Das Etymologiequiz ist vorbei und ich will ein paar der Wortpaare in den nächsten Tagen noch ein wenig näher beleuchten. Los geht’s mit dem Daumen und seinem Partnerwort …
… Tumor, die sich eine indogermanische Wurzel teilen. Die bezeichnete wohl ganz neutral etwas Geschwollenes, Dickes – was sich sowohl für den Daumen als dicksten Finger als auch für eine Wucherung, die eigentlich nicht vorhanden sein sollte, anbietet. Den Weg, den die beiden Wörter nehmen, habe ich (vereinfacht) hier dargestellt:
Unsere heutige Form Daumen lässt sich also lautgeschichtlich sehr gut zurückverfolgen. Der entlehnte Tumor hingegen hat gar keine Lautwandelprozesse der deutschen Sprachgeschichte mitgemacht, weil er erst vor relativ kurzer Zeit (im 19. Jahrhundert) aus dem Lateinischen kam. Auch vor der Entlehnung hatte das Deutsche schon ein Wort für ‘Tumor’, nämlich Geschwulst (von schwellen abgeleitet).
Interessant ist die Veränderung von Daume zu Daumen, die sich erst in relativ neuer Zeit vollzogen hat: noch im Deutschen Wörterbuch ist das Hauptlemma Daume. Das ist kein Lautwandel, es gab also keinen Prozess, bei dem einfach an auslautendes Schwa ein n angehängt wurde, sondern Analogie. Das Wort Daume hat seine Deklinationsklasse geändert, und damit auch seine Form. Ging es vorher noch wie Barde (der Barde, des Barden, dem Barden, den Barden), so geht es heute wie Haufen (der Haufen, des Haufens, dem Haufen, den Haufen):
Kasus | älter | neu | |
NOM/AKK | daume | → | daumen |
GEN | daume-n | → | daumen-s |
DAT | daume-n | → | daumen |
Damit ist das Wort von der sogenannten “schwachen” zur “starken” Flexion übergegangen. (Schwach: Alle Formen außer der Nominativ Singular gehen auf -(e)n.) Das -n der Flexionsendung wurde als Teil des Stammes uminterpretiert und man verpasste diesem vermeintlichen Stamm eine neue, klassenangemessene Endung im Genitiv Singular, das -s.
Solche Klassenwechsel sind gar nicht unüblich, gerade die schwache Flexion entledigt sich seit einigen Jahrhunderten zunehmend aller Mitglieder, die ihr nicht in den Kram passen, so z.B. Balken, Brunnen, Knochen, Schaden, Garten und Magen, die früher einmal balke, brunne, knoche, schade, garte und mage waren. Aktuell auf der Kippe stehen u.a. der Funke(n) und der Glaube(n). Dieser geordnete Rückzug hat seine eigenen, sehr spannenden Regeln, vielleicht schreibe ich dazu ein andermal was.
Das lateinische Wort für ‘Daumen’ (und ‘großer Zeh’) lautet übrigens pollex, dessen Herkunft nicht klar zu sein scheint, aber es hat auf jeden Fall mit der indogermanischen tuəm-Wurzel nichts zu tun.
Quellen:
- De Vaan, Michiel (2008): Etymological Dictionary of Latin and the other Italic Languages.
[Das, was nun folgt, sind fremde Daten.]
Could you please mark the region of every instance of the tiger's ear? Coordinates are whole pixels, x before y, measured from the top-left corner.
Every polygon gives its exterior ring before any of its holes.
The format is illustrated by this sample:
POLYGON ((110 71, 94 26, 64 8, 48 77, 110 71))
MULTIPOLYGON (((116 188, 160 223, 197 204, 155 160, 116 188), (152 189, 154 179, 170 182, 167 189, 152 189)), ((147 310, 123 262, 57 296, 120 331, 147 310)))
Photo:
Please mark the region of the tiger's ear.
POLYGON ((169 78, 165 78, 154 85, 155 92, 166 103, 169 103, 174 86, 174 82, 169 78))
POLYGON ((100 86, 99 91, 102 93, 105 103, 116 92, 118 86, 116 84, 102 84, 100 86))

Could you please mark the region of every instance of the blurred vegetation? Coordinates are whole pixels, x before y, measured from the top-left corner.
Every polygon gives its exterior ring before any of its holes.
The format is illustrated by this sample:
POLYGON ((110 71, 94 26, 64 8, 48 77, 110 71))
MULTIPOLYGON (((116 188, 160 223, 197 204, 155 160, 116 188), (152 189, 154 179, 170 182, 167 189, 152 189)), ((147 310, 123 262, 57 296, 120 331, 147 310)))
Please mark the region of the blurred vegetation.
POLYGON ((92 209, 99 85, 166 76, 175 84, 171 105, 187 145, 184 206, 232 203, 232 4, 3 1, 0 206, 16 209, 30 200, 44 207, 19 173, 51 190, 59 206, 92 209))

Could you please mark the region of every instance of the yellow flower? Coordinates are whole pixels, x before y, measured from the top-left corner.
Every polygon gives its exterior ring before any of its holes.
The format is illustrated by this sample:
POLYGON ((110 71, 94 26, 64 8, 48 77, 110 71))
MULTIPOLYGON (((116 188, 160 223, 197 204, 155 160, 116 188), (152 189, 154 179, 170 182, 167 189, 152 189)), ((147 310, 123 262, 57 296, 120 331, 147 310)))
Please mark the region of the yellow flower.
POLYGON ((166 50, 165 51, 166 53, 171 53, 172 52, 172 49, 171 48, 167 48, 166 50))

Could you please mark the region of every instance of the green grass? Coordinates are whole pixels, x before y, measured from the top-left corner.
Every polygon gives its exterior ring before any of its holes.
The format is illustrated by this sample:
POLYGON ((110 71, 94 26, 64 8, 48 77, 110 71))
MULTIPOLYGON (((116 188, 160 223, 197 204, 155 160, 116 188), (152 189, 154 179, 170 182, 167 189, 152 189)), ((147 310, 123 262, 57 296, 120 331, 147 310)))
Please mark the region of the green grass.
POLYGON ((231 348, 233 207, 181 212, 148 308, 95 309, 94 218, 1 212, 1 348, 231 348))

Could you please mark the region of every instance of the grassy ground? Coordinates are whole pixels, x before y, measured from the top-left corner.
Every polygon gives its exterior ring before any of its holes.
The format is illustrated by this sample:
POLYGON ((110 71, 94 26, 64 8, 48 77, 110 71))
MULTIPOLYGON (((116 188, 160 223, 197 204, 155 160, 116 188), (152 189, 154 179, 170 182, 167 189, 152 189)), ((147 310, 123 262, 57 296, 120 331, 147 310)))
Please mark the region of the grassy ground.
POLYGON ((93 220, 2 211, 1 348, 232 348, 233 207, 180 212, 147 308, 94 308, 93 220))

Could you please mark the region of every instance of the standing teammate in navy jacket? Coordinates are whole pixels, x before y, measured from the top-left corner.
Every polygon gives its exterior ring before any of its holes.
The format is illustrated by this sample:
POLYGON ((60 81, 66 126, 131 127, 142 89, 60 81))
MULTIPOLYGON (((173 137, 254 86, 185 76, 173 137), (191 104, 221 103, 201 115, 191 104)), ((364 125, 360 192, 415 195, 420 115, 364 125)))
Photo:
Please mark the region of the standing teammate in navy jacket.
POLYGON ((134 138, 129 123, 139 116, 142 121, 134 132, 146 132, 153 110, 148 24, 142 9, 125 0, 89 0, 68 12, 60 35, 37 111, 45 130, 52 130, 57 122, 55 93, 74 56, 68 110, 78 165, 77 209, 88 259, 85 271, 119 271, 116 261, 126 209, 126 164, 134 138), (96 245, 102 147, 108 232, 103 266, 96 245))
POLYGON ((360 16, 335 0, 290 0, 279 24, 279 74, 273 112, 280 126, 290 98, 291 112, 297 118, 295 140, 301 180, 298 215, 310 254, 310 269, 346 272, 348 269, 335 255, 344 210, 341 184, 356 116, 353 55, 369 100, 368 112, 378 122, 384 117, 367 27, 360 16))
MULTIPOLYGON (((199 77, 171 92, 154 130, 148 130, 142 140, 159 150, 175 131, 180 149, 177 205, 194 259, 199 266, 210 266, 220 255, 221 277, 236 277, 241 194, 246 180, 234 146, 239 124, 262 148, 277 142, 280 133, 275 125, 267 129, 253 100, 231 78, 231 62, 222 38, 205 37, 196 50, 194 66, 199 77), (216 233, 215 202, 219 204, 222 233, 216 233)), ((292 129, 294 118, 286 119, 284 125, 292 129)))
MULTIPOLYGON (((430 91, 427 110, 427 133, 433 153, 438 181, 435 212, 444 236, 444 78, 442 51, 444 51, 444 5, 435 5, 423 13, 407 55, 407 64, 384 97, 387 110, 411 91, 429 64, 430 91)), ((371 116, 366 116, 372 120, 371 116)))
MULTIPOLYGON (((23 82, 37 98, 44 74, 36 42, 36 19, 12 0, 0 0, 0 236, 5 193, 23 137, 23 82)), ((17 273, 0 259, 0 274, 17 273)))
Leiden, Boston.
- Grimm, Jacob und Wilhelm (1854–1960): Deutsches Wörterbuch. 16 Bde. in 32 Teilbänden. Leipzig.
- Nübling, Damaris (2008): Was tun mit Flexionsklassen? Deklinationsklassen und ihr Wandel im Deutschen und seinen Dialekten. In: Zeitschrift für Dialektologie und Linguistik 75.3, 282–330.
- Pokorny, Julius (1959): Indogermanisches etymologisches Wörterbuch. Bern.
- Seebold, Elmar (2002): Kluge. Etymologisches Wörterbuch der deutschen Sprache. 24. Aufl. Berlin.
Wer solche Etymologie-Paare mag und des Englischen mächtig ist, hat vielleicht auch gefallen an Bradshaw of the future.
Dort werden in jedem Eintrag zwei Wörter vorgestellt, die etymologisch verwandt sind, wo man diese Verwandtschaft aber auf den ersten Blick nicht vermuten würde. (Beispielsweise “funky” und “thyme” oder “geezer” und “twit”.)